Modeling and simulation of polycrystalline ZnO thin-film transistors

TL;DR

This paper models and simulates the effects of grain boundaries on polycrystalline ZnO thin-film transistors, revealing how grain size and defect density influence device performance and barrier formation.

Contribution

It introduces a detailed two-dimensional simulation approach for analyzing grain boundary effects in ZnO TFTs, considering multiple boundaries and defect distributions.

Findings

Smaller grain sizes cause overlapping Schottky barriers.

Barrier height depends on defect density and gate bias.

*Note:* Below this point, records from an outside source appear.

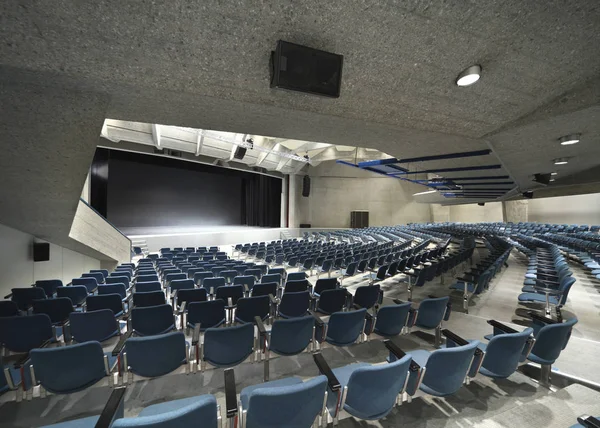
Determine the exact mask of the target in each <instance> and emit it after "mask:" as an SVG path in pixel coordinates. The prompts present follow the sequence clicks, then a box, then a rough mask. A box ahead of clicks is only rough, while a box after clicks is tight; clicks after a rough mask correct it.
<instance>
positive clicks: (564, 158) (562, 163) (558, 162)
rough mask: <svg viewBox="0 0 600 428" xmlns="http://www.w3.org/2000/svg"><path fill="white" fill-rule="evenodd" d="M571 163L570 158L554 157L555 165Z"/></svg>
mask: <svg viewBox="0 0 600 428" xmlns="http://www.w3.org/2000/svg"><path fill="white" fill-rule="evenodd" d="M568 163H569V158H556V159H554V165H566V164H568Z"/></svg>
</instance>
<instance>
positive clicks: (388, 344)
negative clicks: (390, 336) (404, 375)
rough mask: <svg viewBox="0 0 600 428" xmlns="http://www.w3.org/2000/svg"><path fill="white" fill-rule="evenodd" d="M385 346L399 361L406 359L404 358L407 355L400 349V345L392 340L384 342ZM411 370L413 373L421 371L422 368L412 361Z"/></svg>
mask: <svg viewBox="0 0 600 428" xmlns="http://www.w3.org/2000/svg"><path fill="white" fill-rule="evenodd" d="M383 344H384V345H385V347H386V348H387V349H388V350H389V351H390V352H391V353H392V354H394V356H395V357H396V358H398V359H401V358H404V356H405V355H406V353H405V352H404V351H403V350H402V349H400V347H399V346H398V345H396V344H395V343H394V342H392V340H391V339H386V340H384V341H383ZM409 369H410V371H411V372H418V371H419V370H421V366H420V365H419V364H418V363H417V362H416V361H414V360H411V362H410V368H409Z"/></svg>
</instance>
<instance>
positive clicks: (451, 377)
mask: <svg viewBox="0 0 600 428" xmlns="http://www.w3.org/2000/svg"><path fill="white" fill-rule="evenodd" d="M477 345H479V341H477V340H474V341H473V342H470V343H469V344H467V345H464V346H455V347H451V348H445V349H438V350H437V351H433V352H432V353H431V355H430V356H429V359H428V360H427V365H426V368H427V370H426V371H425V375H424V376H423V383H422V385H421V389H423V390H424V391H425V392H427V393H429V394H432V395H435V396H445V395H450V394H454V393H455V392H456V391H458V390H459V389H460V387H461V386H462V384H463V382H464V380H465V378H466V376H467V372H468V371H469V368H470V367H471V362H472V360H473V355H474V354H475V349H476V348H477Z"/></svg>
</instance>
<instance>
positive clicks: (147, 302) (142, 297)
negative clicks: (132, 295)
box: [133, 291, 166, 308]
mask: <svg viewBox="0 0 600 428" xmlns="http://www.w3.org/2000/svg"><path fill="white" fill-rule="evenodd" d="M165 303H166V298H165V293H163V292H162V291H148V292H139V293H138V292H136V293H133V306H135V307H139V308H144V307H148V306H158V305H164V304H165Z"/></svg>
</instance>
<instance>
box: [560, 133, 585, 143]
mask: <svg viewBox="0 0 600 428" xmlns="http://www.w3.org/2000/svg"><path fill="white" fill-rule="evenodd" d="M580 138H581V134H571V135H565V136H564V137H560V138H559V139H558V141H559V142H560V144H561V145H563V146H570V145H571V144H577V143H579V139H580Z"/></svg>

Simulation estimates trap state density from mobility and grain size.

Abstract

Thin film transistors (TFTs) made of transparent channel semiconductors such as ZnO are of great technological importance, because their insensitivity to visible light makes device structures simple. In fact, several demonstrations are made on ZnO TFT achieving reasonably good field effect mobilities of 1-10 cm2/Vs, but reveal insufficient device performances probably due to the presence of dense grain boundaries. We have modeled grain boundaries in ZnO thin film transistors (TFTs) and performed device simulation using a two-dimensional device simulator for understanding the grain boundary effects on the device performance. Actual polycrystalline ZnO TFT modeling is commenced with considering a single grain boundary in the middle of the TFT channel formulating with a Gaussian defect distribution localized in the grain boundary. A double Shottky barrier is formed in the grain boundary and its barrier height are analyzed as functions of defect density and gate bias. The simulation is extended to the TFTs with many grain boundaries to quantitatively analyze the potential profiles developed along the channel. One of the big contrasts of polycrystalline ZnO TFT compared with a polycrystalline Si TFT is that much smaller nanoscaled grain size induces heavy overlap of double Shottky barriers. Through the simulation, we can estimate the total trap state density localized in the grain boundaries for a polycrystalline ZnO by knowing apparent mobility and grain size in the device.